Design and Implementation of a Prediction-Serving System for Runtime and Parallel Performance in Quantum ESPRESSO
Ab initio simulations, such as those performed with Quantum ESPRESSO (QE), play a central role in materials science but are often limited by their high computational cost. Predicting the execution time of self-consistent field (SCF) iterations is particularly challenging, as performance depends on both the physical characteristics of the simulated system and the parallelization parameters of the underlying hardware. To address this challenge, we investigate the use of machine learning techniques to predict the time required per SCF iteration directly from QE inputs, pseudopoten- tials, and computational settings. A complete workflow is designed to process raw benchmarking data into structured datasets, train a proper neural network, and integrate the trained models into a web-based prediction-serving system.
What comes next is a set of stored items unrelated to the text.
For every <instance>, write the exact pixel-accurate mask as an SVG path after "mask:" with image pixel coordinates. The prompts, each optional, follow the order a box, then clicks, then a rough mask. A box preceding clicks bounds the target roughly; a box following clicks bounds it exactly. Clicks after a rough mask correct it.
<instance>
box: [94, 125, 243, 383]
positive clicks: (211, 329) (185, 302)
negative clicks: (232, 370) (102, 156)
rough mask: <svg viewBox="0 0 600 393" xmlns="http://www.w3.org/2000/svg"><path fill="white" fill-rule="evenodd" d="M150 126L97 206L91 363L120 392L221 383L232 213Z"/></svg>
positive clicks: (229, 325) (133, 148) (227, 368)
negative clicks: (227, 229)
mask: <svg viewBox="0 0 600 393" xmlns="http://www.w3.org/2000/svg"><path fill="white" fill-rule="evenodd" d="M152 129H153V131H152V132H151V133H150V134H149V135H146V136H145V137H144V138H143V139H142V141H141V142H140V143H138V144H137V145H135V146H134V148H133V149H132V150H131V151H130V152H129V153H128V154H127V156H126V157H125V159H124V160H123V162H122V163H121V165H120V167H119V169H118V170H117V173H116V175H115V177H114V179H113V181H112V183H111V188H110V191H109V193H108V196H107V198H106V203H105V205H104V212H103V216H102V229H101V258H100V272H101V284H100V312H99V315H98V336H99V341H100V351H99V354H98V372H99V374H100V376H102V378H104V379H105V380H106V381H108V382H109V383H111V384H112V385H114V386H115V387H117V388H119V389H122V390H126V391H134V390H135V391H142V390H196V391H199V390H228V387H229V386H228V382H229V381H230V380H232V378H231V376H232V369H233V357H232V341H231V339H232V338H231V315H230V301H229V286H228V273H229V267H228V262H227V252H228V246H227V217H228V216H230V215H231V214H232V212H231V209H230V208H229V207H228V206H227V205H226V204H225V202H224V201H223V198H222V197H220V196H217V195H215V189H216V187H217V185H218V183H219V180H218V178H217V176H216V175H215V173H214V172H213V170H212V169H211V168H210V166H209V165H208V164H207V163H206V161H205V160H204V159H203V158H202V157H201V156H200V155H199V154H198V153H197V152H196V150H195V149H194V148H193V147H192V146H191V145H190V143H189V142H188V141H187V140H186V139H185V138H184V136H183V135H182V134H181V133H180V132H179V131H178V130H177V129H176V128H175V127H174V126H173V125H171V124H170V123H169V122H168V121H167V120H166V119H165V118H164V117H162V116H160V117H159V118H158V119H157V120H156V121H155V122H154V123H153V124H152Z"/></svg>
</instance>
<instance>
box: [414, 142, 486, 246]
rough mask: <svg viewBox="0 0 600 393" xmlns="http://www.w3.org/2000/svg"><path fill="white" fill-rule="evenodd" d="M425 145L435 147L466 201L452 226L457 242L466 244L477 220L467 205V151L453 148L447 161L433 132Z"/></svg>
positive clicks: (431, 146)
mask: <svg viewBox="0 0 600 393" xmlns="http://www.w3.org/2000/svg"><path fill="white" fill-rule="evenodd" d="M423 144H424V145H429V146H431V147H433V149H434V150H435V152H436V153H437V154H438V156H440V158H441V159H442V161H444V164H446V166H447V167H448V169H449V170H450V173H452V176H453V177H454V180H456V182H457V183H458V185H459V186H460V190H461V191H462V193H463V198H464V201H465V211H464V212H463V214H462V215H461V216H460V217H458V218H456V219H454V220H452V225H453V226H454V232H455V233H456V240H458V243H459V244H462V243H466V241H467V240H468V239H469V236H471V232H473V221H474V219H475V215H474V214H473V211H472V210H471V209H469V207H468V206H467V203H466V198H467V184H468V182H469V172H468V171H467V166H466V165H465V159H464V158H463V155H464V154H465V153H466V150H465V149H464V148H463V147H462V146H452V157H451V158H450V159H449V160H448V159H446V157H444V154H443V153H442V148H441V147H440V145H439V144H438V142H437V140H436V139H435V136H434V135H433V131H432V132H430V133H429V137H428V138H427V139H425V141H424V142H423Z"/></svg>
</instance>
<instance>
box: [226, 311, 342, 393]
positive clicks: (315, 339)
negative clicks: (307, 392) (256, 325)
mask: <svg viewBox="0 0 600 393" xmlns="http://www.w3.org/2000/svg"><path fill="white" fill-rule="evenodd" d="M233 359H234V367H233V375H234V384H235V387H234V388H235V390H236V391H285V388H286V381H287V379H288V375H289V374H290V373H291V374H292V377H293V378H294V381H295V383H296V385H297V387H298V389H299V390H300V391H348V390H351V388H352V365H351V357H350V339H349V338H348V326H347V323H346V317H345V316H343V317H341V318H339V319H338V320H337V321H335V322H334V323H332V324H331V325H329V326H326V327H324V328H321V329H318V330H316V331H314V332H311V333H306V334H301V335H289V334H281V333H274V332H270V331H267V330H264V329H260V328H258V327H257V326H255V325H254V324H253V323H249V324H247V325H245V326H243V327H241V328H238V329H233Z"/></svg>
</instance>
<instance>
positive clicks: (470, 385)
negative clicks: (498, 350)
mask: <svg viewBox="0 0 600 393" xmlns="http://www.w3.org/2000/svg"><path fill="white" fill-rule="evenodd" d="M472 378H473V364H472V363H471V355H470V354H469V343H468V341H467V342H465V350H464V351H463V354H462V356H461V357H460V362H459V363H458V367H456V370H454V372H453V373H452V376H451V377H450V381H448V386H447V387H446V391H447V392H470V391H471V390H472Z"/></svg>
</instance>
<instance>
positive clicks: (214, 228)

Enabling Portable Collective Communication on Heterogeneous GPU Systems
Multi-node GPU systems are the foundation of modern, high-performance computing and deep neural networks training. While vendor-specific collective communication libraries such as NVIDIA’s NCCL deliver superior performance over traditional MPI, they sacrifice portability by tightly coupling applications to a single hardware platform. The oneAPI Collective Communications Library (oneCCL), as part of the oneAPI ecosystem, aims to provide a vendor-agnostic communication API for heterogeneous GPU clusters, but its support for non-Intel hardware remains limited. This paper presents a lightweight integration layer that bridges oneCCL’s portable API with vendor-optimized backends, mapping oneCCL collective calls to native implementations such as NCCL on NVIDIA GPUs and RCCL on AMD GPUs. This design preserves source-level portability through the SYCL programming model and the oneCCL API while delivering communication performance on par with the underlying native library. We evaluate our approach on NVIDIA A100 GPUs and AMD MI250x GPUs, comparing vensor specific libary such as NCCL and RCCL with our oneCCL integration across allreduce and all-to-all collectives, with multiple data types and message sizes, in both intra-node and inter-node configurations. Experimental results show that oneCCL achieve near-identical performance against native backends without losing cross-platform portability.